John Kelly – whose 17-year-old brother Michael was killed on the day – said:

“The families of Bloody Sunday who sit here today disappointed and perplexed by this decision not to prosecute a single soldier for perjury ask themselves rhetorically:

“‘Why is it that the people of Derry cannot forget the events of Bloody Sunday, yet th Parachute Regiment, who caused all of the deaths and injury on that day, apparently cannot recall it?’

“The answer to this question is quite simple but painfully obvious.

“The British Army lied its way through the conflict in the north. Accountability was never an option.

“And it is clear from the events of Bloody Sunday that killing unarmed civilians and lying about the circumstances of those murders never operated as a bar to individual promotions for soldiers, but in fact helped endear themselves to their superior officers and authorities.

We consider that today’s ruling by the PPS is an affront to the rule of law and a continuation of the injustice that was perpetrated on Bloody Sunday.

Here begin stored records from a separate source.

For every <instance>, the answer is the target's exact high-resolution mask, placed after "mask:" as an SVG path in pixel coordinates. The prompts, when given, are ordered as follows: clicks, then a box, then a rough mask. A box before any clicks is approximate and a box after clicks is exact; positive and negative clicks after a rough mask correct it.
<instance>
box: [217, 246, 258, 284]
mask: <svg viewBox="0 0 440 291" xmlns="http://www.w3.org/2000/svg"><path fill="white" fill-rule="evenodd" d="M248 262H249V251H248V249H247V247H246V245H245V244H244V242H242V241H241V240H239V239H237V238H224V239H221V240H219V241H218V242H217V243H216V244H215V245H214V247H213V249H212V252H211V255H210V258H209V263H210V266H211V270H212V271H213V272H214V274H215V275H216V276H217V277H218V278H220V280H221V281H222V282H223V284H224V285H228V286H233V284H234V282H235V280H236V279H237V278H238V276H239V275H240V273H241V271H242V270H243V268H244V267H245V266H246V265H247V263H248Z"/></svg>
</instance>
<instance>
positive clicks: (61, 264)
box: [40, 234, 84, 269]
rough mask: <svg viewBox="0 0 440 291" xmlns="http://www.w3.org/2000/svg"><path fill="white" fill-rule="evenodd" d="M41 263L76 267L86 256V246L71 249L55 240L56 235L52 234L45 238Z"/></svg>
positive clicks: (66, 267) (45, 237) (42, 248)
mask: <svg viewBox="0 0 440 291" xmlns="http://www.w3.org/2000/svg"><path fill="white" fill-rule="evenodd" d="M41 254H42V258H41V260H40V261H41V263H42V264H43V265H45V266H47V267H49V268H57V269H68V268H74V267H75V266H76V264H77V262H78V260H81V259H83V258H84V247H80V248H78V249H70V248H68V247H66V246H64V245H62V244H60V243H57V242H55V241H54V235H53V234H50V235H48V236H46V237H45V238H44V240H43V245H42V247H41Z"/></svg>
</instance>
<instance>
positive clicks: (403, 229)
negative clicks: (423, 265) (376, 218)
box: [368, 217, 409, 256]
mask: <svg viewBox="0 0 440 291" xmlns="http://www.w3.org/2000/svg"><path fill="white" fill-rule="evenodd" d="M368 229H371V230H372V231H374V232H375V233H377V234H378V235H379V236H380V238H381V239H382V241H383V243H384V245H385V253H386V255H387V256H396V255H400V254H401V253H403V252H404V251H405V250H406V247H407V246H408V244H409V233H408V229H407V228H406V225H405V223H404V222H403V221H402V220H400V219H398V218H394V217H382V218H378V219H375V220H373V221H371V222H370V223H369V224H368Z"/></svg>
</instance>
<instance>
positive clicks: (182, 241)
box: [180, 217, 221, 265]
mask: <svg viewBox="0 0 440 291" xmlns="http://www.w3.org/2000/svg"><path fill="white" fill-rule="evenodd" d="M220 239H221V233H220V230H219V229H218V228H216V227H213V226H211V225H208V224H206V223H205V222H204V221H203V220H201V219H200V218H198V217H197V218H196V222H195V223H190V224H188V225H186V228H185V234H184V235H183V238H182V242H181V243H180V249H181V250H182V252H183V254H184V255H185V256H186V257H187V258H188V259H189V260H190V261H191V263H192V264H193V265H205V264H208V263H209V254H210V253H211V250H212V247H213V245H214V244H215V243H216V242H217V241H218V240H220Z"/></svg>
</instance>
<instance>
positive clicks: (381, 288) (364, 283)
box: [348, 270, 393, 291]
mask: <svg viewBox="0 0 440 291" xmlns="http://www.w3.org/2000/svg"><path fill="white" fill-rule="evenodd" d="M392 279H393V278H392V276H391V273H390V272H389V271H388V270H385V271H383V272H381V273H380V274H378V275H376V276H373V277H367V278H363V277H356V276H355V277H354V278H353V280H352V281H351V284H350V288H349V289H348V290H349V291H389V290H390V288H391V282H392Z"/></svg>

Thirteen civil rights protesters were shot dead by British soldiers and 15 injured in the Bogside area of Derry on 30 January, 1972.

Another man shot by paratroopers that day died four months later.

While many consider him the 14th victim of Bloody Sunday, his death was formally attributed to an inoperable brain tumour.

Another former paratrooper – Soldier F – who cannot be identified, is currently on trial for the role he played in Bloody Sunday.

He is accused of murdering James Wray and William McKinney when members of the Parachute Regiment shot dead 13 civil rights protesters on the streets of the city.

He is also charged with five attempted murders.